FETÖ terrorist group's new communication app discovered


Becoming more secretive since a heightened crackdown, the Gülenist Terror Group (FETÖ) turned to a new encrypted smartphone-messaging app, security forces discovered. The app, Justnote, was discovered in the cellphones of FETÖ members captured in the central Turkish province of Çorum last week. The suspects were part of a new network the terrorist group established after an intense crackdown in the wake of the July 15, 2016 coup attempt. FETÖ is blamed for carrying out the coup attempt through its military infiltrators that killed 251 people.

Media outlets reported that the app, believed to have been developed in Germany where one of the suspects caught in the operations lived, needed the installation of "special" software for access and was heavily encrypted. It is not available in online application stores. One key feature of the app is that messages delete themselves after the recipient reads them.

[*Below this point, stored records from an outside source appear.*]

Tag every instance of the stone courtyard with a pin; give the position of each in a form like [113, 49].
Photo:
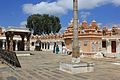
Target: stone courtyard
[44, 65]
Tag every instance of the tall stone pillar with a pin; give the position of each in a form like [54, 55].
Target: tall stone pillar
[108, 46]
[118, 46]
[7, 40]
[11, 41]
[28, 44]
[23, 42]
[75, 47]
[16, 46]
[3, 46]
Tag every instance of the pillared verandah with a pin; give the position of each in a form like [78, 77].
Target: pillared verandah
[75, 47]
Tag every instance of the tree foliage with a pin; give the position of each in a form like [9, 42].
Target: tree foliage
[43, 24]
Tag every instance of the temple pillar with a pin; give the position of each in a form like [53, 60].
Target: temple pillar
[23, 42]
[3, 45]
[108, 43]
[16, 46]
[28, 43]
[11, 41]
[118, 46]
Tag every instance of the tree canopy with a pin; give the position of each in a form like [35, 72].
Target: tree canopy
[43, 24]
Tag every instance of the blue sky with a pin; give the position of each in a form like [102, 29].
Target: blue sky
[15, 12]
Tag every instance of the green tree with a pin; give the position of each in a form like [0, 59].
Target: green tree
[43, 24]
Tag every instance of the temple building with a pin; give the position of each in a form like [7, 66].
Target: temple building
[92, 39]
[111, 41]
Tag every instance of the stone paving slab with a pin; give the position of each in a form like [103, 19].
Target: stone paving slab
[44, 65]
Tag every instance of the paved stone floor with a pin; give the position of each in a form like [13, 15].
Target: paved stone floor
[44, 66]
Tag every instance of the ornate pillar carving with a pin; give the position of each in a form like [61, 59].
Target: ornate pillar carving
[23, 42]
[7, 40]
[28, 42]
[16, 46]
[108, 43]
[11, 41]
[3, 45]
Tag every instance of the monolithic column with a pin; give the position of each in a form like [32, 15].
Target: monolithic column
[3, 45]
[16, 46]
[108, 43]
[11, 41]
[23, 42]
[75, 47]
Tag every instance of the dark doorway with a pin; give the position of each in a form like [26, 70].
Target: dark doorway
[1, 43]
[113, 46]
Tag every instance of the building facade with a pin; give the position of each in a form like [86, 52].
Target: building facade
[92, 39]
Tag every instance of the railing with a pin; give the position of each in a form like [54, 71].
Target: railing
[10, 57]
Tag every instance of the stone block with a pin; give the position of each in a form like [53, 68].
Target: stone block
[73, 68]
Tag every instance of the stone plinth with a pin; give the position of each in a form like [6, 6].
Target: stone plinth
[73, 68]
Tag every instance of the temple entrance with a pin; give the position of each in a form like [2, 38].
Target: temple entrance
[113, 46]
[12, 45]
[20, 47]
[1, 44]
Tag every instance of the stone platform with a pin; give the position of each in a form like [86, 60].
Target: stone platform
[74, 68]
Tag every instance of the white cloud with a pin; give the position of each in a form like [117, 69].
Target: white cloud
[23, 23]
[116, 2]
[84, 15]
[62, 6]
[44, 8]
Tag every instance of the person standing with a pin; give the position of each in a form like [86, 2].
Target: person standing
[57, 49]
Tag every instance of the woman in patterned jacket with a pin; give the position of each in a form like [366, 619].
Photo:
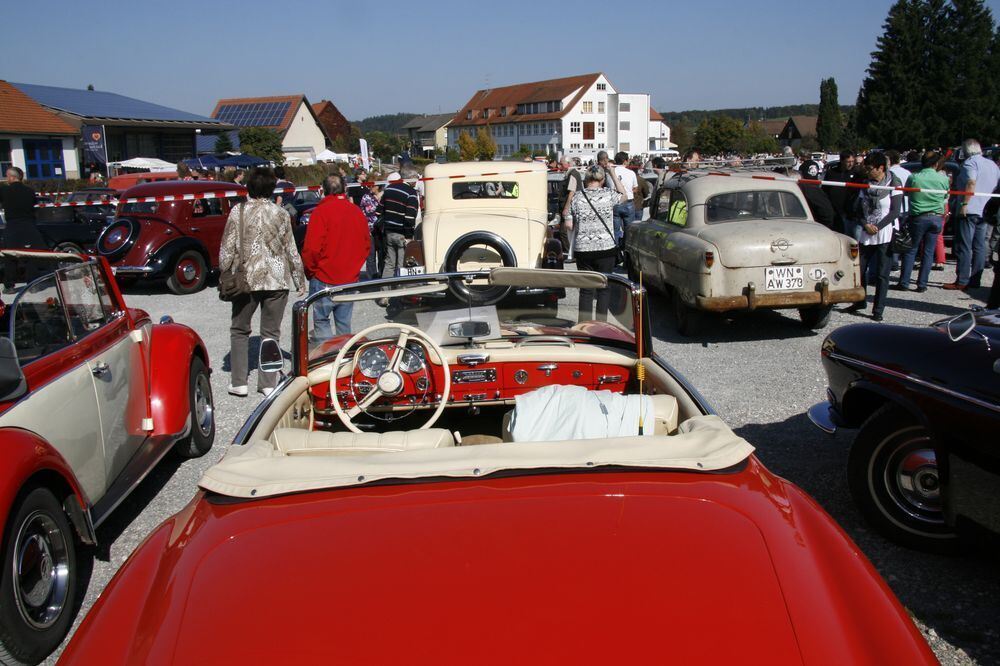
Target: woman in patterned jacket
[258, 236]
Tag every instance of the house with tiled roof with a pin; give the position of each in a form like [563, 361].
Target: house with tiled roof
[331, 119]
[575, 115]
[291, 116]
[34, 139]
[427, 134]
[126, 127]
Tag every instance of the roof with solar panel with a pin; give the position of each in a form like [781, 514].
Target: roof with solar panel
[107, 106]
[275, 113]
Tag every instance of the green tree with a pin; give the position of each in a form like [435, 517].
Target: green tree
[262, 142]
[486, 147]
[719, 134]
[466, 146]
[223, 144]
[830, 121]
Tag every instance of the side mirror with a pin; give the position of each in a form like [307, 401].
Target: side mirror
[270, 358]
[12, 384]
[469, 329]
[961, 326]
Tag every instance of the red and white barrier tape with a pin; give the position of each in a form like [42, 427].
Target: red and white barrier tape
[219, 194]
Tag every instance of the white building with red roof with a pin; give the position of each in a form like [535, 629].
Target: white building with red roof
[576, 116]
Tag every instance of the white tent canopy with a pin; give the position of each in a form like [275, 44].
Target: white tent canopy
[150, 163]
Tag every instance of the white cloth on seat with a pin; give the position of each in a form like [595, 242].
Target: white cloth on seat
[555, 413]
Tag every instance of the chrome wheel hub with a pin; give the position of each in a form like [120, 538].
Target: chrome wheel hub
[41, 570]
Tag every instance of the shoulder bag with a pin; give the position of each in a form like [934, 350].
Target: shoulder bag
[233, 283]
[619, 257]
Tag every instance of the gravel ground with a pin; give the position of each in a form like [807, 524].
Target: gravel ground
[760, 372]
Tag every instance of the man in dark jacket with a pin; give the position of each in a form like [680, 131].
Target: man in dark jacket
[398, 212]
[818, 200]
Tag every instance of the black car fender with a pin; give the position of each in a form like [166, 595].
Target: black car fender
[162, 260]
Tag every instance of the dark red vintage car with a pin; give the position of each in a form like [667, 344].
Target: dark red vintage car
[492, 484]
[177, 239]
[92, 396]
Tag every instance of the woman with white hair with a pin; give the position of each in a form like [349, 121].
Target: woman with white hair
[596, 248]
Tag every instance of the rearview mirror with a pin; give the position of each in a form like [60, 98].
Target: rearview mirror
[469, 329]
[12, 384]
[270, 358]
[961, 326]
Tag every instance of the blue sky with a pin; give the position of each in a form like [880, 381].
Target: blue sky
[427, 56]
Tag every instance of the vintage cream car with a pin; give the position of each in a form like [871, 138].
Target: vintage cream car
[483, 215]
[721, 243]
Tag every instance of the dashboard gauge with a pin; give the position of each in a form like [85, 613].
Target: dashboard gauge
[413, 361]
[373, 362]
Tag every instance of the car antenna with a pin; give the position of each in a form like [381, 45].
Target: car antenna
[640, 368]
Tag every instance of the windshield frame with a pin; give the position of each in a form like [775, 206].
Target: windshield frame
[301, 362]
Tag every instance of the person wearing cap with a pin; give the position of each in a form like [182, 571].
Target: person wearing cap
[819, 202]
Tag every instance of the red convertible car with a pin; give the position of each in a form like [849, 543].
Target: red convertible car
[92, 396]
[492, 484]
[176, 240]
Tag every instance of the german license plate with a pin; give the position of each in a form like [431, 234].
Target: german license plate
[783, 278]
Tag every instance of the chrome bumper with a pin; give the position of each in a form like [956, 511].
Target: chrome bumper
[141, 270]
[824, 418]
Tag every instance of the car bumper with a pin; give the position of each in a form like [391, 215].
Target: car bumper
[750, 299]
[825, 417]
[132, 270]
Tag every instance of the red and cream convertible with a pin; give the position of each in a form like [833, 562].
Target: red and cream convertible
[503, 484]
[92, 395]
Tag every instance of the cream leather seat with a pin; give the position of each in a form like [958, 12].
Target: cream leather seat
[664, 417]
[301, 442]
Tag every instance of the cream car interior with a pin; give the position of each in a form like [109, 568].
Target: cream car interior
[300, 443]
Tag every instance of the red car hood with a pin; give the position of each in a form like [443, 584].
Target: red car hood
[572, 568]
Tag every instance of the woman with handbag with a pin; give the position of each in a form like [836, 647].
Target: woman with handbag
[596, 248]
[258, 264]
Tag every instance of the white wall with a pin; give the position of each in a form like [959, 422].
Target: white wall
[304, 136]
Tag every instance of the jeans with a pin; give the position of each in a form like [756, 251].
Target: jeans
[323, 309]
[272, 308]
[970, 249]
[623, 215]
[879, 260]
[394, 246]
[924, 229]
[590, 261]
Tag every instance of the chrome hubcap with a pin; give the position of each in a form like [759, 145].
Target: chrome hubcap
[41, 570]
[204, 411]
[913, 481]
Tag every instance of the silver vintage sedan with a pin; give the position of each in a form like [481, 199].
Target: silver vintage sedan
[720, 243]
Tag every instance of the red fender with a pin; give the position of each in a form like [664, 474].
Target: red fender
[171, 349]
[23, 455]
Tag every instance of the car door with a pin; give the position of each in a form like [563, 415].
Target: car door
[61, 404]
[116, 356]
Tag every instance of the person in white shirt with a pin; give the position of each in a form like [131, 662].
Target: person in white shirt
[879, 211]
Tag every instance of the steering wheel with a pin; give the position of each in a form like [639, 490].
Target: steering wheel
[390, 383]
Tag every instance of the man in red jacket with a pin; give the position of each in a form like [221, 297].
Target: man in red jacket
[335, 250]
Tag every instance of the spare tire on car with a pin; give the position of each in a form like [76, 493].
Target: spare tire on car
[478, 250]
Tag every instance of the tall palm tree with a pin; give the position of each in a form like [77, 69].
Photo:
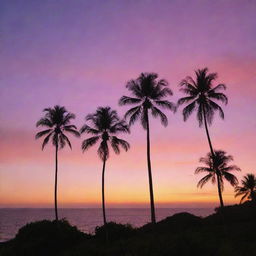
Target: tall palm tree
[104, 124]
[201, 97]
[148, 93]
[217, 168]
[248, 188]
[57, 120]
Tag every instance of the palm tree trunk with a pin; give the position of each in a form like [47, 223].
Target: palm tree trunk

FETÖ, known for its secretive methods of communication, utilized everything from in-game chats in mobile games to payphones to convey messages between its members. ByLock is the most well known app used by FETÖ members, and its use was discovered before the 2016 coup attempt. Authorities deciphered ByLock messages, revealing secret messages pointing to an imminent coup in operations after the putsch bid. The Interior Ministry announced that 4,676 new ByLock users were detected through an investigation that had already identified more than 95,000 users. More than 79,337 people faced legal charges in ByLock investigations. Media reports say police intelligence staff linked to the terrorist group were behind the app. FETÖ-linked staff members working in a powerful intelligence department of the Turkish National Police were the "architects" of the app, or rather its modification to serve the purposes of the group. A group of intelligence officers are accused of controlling the private app used to deliver FETÖ leader Fetullah Gülen's messages to his followers, as well as to instruct the group's members on how to carry out plots against anti-Gülenists. Servers of the app deployed in Lithuania were brought to Turkey where teams from the intelligence service worked to decode them. Investigations point out that the app was one of the most commonly employed means of communication in the secretive group.